Once upon a time, I was going to night classes for teaching (see my career story here). During that time, I had approximately 15 minutes to make myself food, that I would then take with me to class. I ended up eating a LOT of dinner salads, and occasional bowls of quinoa, which got super boring. I only knew how to make one dressing at the time: standard Italian.

It was time to apply one of my favorite principals: make a bad thing good.

I figured that since I was stuck eating a bunch of dinner salads anyway, it was time to figure out how to make new kinds of salad dressing!

The requirements:
1. Extremely easy
2. Extremely fast
3. Taste good
4. Not involve Google. I really only had 15 minutes to get food and get out the door. Since I usually leave my Internet OFF when I am work during the day, waiting for it to boot up was time-prohibitive.

After some failures that I ate anyway (because I had no choice….), I developed some pretty awesome salad dressings, the first of which was a balsamic vinaigrette. It’s actually my husband’s favorite oil-based dressing and he requests it regularly.

What to Look For

An oil-and-vinegar salad dressing has a few basic components:

  1. An acid. This is typically the vinegar, though it can be lemon juice or a combination of vinegar and lemon juice.
  2. Oil. This is often 2/3 or 3/4 of the liquid in the recipe. The less oil you add, the “sharper” the dressing will taste
  3. Sweetener. A small amount of sweetener will help blend the flavor together and make the flavors more mild. If you like a sharper dressing, you can leave this out.
  4. Seasoning. This gives you the herb flavors! Dijon mustard is a pretty common salad dressing “cheat” ingredient – it gives a really nice flavor to a lot of dressings, and acts as an emulsifier. You can also add herbs, garlic, fruit, or anything else you can think of.
  5. Salt. This is a “seasoning” but it’s a critical ingredient. If you followed the recipe, taste your dressing, and it seems a little off, you probably need more salt. Salt helps bring out the good flavors and melds them all together. The salt content will vary a little bit, depending on the exact ingredients that you use. Start with the baseline value I gave you here, and add a little more if needed. If you’re not an experienced cook, just experiment – you’ll quickly learn to identify the “sweet spot” of salt content, which applies if you’re making dressing, soup, gravy, or pretty much anything else.

Balsamic Vinaigrette


Don’t forget that you can scale this recipe up or down, depending on how much you need. This makes enough for my husband and I to have side salads for about 3-4 days.

2/3 cup olive oil
1/3 cup balsamic vinegar
1 tbsp Dijon mustard
2 tsp honey
1 small clove of garlic, crushed
Salt and pepper to taste (I use about 1/2 tsp each, but I tend to like things more on the peppery side. I would recommend starting with 1/4 tsp and adjusting from there).

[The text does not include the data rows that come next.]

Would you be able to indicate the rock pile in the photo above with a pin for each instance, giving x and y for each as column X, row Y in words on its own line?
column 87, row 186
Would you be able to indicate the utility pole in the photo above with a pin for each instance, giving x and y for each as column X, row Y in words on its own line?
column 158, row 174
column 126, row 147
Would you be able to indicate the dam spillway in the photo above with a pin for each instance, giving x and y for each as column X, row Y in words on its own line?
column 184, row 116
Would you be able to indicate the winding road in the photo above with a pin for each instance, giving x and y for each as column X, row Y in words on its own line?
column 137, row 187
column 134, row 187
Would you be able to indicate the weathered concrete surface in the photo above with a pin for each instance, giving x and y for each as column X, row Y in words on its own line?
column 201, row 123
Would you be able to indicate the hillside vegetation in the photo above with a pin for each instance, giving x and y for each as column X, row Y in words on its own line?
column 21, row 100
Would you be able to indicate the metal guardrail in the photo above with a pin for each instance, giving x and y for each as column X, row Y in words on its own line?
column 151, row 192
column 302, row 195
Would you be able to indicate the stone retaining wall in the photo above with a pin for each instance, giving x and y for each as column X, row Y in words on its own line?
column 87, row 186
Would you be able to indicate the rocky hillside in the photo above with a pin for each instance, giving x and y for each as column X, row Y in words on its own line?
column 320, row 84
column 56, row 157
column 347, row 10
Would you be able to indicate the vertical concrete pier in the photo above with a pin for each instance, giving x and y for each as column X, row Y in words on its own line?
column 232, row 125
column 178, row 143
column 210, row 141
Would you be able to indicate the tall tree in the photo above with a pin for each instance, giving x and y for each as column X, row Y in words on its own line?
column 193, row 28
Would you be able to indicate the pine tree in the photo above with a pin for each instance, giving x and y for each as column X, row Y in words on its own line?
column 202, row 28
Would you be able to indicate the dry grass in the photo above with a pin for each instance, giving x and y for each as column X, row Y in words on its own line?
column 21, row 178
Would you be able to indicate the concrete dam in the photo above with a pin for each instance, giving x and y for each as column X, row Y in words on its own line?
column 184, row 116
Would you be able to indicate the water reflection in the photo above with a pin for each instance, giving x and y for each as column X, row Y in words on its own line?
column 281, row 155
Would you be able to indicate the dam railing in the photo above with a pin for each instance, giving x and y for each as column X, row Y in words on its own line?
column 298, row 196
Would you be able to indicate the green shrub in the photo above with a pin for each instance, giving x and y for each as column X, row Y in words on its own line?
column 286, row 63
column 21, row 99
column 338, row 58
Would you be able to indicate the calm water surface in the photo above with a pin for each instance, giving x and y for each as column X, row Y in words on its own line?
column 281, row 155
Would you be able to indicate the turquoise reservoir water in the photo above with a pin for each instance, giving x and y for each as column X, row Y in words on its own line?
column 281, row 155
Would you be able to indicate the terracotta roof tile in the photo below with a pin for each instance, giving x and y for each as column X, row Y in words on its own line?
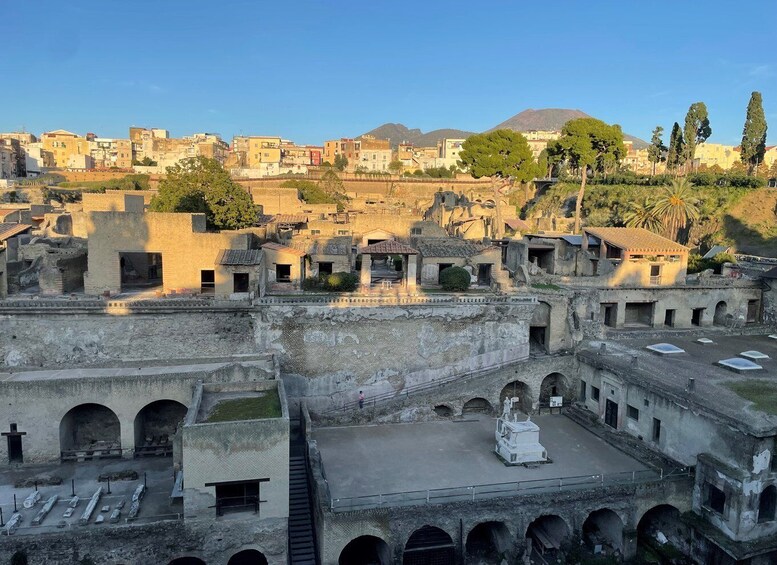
column 388, row 247
column 636, row 239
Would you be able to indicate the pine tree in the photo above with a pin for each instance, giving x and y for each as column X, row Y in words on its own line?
column 754, row 133
column 697, row 129
column 657, row 149
column 675, row 157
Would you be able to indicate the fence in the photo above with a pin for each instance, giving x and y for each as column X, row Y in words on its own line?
column 476, row 493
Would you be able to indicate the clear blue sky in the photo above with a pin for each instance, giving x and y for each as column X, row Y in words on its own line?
column 314, row 70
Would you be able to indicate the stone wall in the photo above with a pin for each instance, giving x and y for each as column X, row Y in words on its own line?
column 65, row 338
column 329, row 352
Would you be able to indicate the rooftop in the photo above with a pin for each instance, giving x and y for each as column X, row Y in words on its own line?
column 636, row 239
column 392, row 458
column 717, row 390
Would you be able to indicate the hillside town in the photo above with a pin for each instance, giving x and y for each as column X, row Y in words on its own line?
column 240, row 327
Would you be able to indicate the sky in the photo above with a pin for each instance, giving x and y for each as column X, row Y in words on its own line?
column 315, row 70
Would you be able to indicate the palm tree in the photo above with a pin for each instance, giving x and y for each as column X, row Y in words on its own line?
column 676, row 207
column 643, row 215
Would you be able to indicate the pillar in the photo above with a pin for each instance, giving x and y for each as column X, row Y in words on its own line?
column 412, row 266
column 365, row 275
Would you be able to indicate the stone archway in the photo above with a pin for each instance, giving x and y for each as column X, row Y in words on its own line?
column 248, row 557
column 365, row 550
column 546, row 535
column 488, row 542
column 555, row 384
column 477, row 406
column 89, row 430
column 604, row 529
column 429, row 545
column 155, row 425
column 520, row 390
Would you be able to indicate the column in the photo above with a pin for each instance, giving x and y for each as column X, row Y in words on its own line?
column 365, row 275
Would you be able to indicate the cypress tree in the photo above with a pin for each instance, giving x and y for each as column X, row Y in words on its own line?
column 754, row 133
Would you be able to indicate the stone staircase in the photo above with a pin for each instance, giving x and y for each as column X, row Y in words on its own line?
column 302, row 543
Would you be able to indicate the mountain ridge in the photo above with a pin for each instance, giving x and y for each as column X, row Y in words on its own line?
column 544, row 119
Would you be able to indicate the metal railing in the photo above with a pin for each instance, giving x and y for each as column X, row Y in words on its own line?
column 475, row 493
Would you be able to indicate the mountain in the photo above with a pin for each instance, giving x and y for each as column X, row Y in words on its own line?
column 398, row 133
column 552, row 119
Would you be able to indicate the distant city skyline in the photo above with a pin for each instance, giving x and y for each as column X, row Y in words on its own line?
column 313, row 71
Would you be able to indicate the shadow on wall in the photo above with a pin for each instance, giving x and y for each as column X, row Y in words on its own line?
column 748, row 240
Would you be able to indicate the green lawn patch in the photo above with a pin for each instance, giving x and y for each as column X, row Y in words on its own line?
column 252, row 408
column 763, row 394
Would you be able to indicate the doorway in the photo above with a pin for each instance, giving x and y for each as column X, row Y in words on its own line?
column 611, row 414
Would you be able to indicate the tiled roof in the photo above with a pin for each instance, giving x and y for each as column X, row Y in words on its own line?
column 283, row 249
column 388, row 247
column 9, row 230
column 449, row 248
column 290, row 219
column 636, row 239
column 239, row 257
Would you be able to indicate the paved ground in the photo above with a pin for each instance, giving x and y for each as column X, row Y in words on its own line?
column 365, row 460
column 155, row 505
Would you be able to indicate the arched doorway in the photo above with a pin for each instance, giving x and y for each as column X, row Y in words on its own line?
column 488, row 542
column 187, row 561
column 661, row 533
column 545, row 537
column 365, row 550
column 89, row 430
column 720, row 313
column 520, row 390
column 155, row 426
column 429, row 546
column 603, row 532
column 767, row 503
column 555, row 384
column 476, row 406
column 248, row 557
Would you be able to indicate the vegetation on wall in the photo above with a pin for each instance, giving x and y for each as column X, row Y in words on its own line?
column 201, row 185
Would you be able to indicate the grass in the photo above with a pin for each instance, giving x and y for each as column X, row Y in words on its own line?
column 763, row 394
column 253, row 408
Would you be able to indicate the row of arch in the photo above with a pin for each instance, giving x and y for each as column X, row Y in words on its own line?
column 491, row 542
column 245, row 557
column 554, row 384
column 93, row 426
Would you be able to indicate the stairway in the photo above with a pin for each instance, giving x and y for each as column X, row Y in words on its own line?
column 302, row 543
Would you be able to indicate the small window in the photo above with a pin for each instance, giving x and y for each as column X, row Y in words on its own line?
column 283, row 273
column 207, row 282
column 716, row 499
column 240, row 282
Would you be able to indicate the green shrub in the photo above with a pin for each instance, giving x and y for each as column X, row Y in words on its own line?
column 454, row 279
column 341, row 282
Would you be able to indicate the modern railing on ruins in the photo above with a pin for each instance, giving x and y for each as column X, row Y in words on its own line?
column 475, row 493
column 357, row 300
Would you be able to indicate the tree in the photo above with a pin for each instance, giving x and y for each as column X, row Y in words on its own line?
column 341, row 162
column 504, row 156
column 676, row 207
column 675, row 156
column 201, row 185
column 754, row 133
column 642, row 215
column 697, row 129
column 588, row 142
column 657, row 149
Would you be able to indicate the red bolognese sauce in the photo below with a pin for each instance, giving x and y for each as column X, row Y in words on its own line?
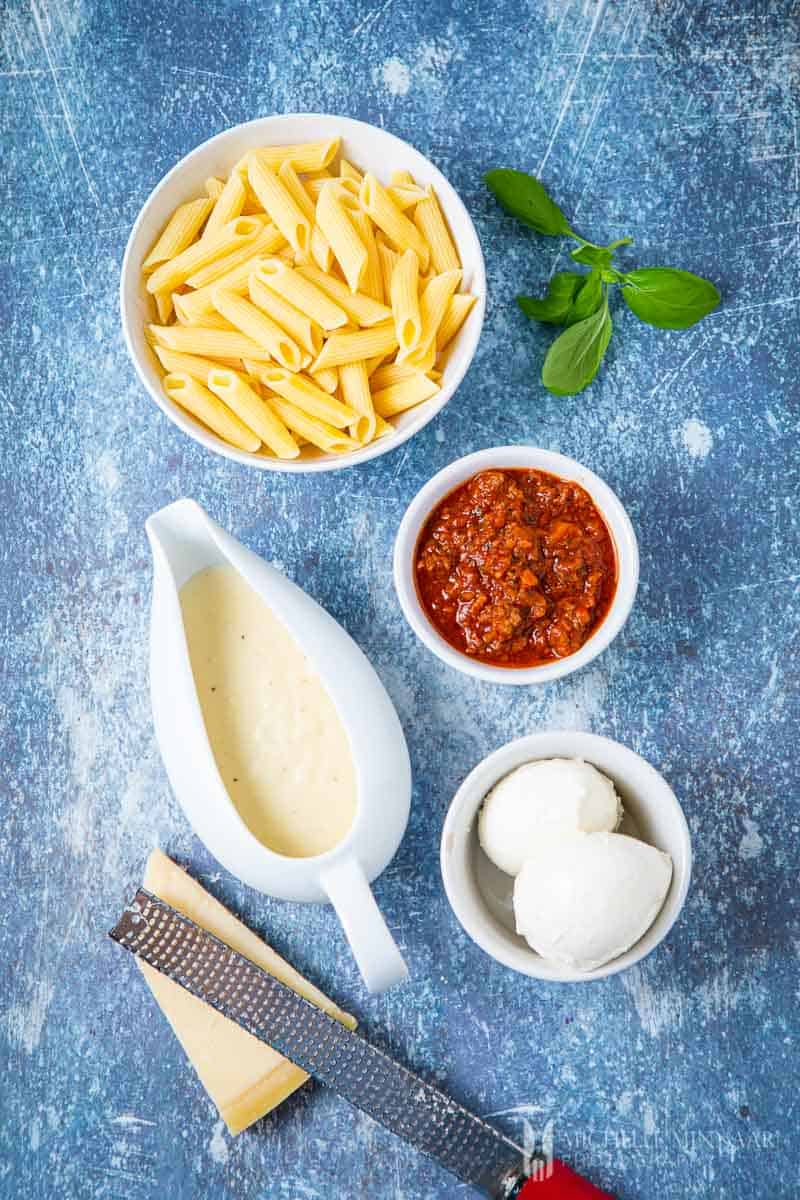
column 516, row 568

I want to note that the KEY to this recipe, is using good quality oil and vinegar. I buy my olive oil from Costco (this brand, though it’s WAY cheaper – about half the price – to buy it at Costco), and I buy this brand of balsamic vinegar. These are both mid-grade brands – they aren’t cheap and flavorless but they aren’t gourmet either. I have, on rare occasion, bought lower and higher quality brands than the ones listed above, and the difference (worse or better) is obvious. The better your ingredients, the better your dressing.


  1. Dump all ingredients into a bowl. I prefer to mix this up in a glass measuring
    A glass measuring cup makes measuring easy and creates less dishes

    cup to make less dishes

  2. Whisk until honey is fully dissolved and everything is well-combined.
  3. Pour into salad dressing bottle or Mason jar. This will allow you to shake it before use (the oil and vinegar will separate fairly quickly. Homemade dressings don’t contain chemical emulsifiers to keep them blended).
  4. Shake, dress salad, and eat.
  5. Store at room temperature. I’ve had this out for as long as 2 weeks with no problems. If you store it in the fridge, the oil will harden over time, and you will have to let it “thaw” before using it. You can totally do that if you want…but why not just store it on the counter or in a cabinet?